Por que o neuropsicopedagogo importa tanto nesse contexto?
O neuropsicopedagogo, com sua formação voltada para os processos de aprendizagem e desenvolvimento cognitivo, é capaz de identificar tanto dificuldades de aprendizagem em crianças quanto sinais de declínio cognitivo em idosos, contribuindo para um cuidado que abrange toda a família. Portanto, Yuri Silva Portela nota que a presença de neuropsicopedagogos na equipe do Humaniza Sertão é especialmente significativa quando se considera a interface entre as gerações mais jovens e os idosos nas comunidades atendidas.
Nas comunidades do sertão, crianças com dificuldades de aprendizagem frequentemente passam anos sem diagnóstico adequado, sendo tratadas como preguiçosas ou desinteressadas, quando na verdade têm necessidades específicas que poderiam ser atendidas com o suporte correto. Da mesma forma, idosos com comprometimento cognitivo leve frequentemente não são identificados porque suas dificuldades são atribuídas ao envelhecimento normal. O neuropsicopedagogo contribui para corrigir esses equívocos em ambas as extremidades do ciclo de vida.
Saúde como herança: o que os idosos ensinam sobre cuidar
Os idosos são portadores de uma sabedoria sobre saúde e sobre a vida que as gerações mais jovens precisam aprender a valorizar. Eles carregam conhecimentos sobre plantas medicinais, sobre práticas alimentares tradicionais, sobre formas de lidar com adversidade e sobre a importância das relações humanas, que têm valor real e que complementam o conhecimento científico da medicina moderna. Uma geriatria verdadeiramente humanizada reconhece e respeita esse saber acumulado.
Yuri Silva Portela esclarece que o diálogo intergeracional sobre saúde é uma via de mão dupla que enriquece todos os envolvidos quando acontece em um ambiente de respeito mútuo. Isto,é, os idosos têm muito a aprender com as gerações mais jovens sobre novas possibilidades de cuidado, sobre tecnologias de saúde e sobre formas de acessar recursos que podem melhorar sua qualidade de vida.
O cuidado que conecta gerações transforma o futuro
O cuidado que conecta gerações é um dos investimentos mais poderosos que uma sociedade pode fazer em sua própria saúde e coesão. À medida que crianças crescem vendo idosos sendo tratados com respeito e dignidade, quando idosos se sentem parte ativa e valorizada da comunidade, e quando profissionais de saúde trabalham com consciência dessas conexões, o resultado é uma cultura de cuidado que se perpetua e que se fortalece ao longo do tempo.
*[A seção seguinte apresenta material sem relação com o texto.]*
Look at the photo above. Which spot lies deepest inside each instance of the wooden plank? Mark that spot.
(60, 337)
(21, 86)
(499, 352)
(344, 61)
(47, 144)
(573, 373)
O Humaniza Sertão, sob a liderança do doutor Yuri Silva Portela, pratica essa visão de forma concreta e consistente. Em três anos de atuação, o projeto demonstrou que o cuidado humanizado e intergeracional é possível, é eficaz e é transformador, mesmo nos contextos mais desafiadores.
Valorize o idoso na sua vida e cuide do ambiente em que ele envelhece. O legado que você constrói ao lado dele é um presente que as gerações futuras vão herdar.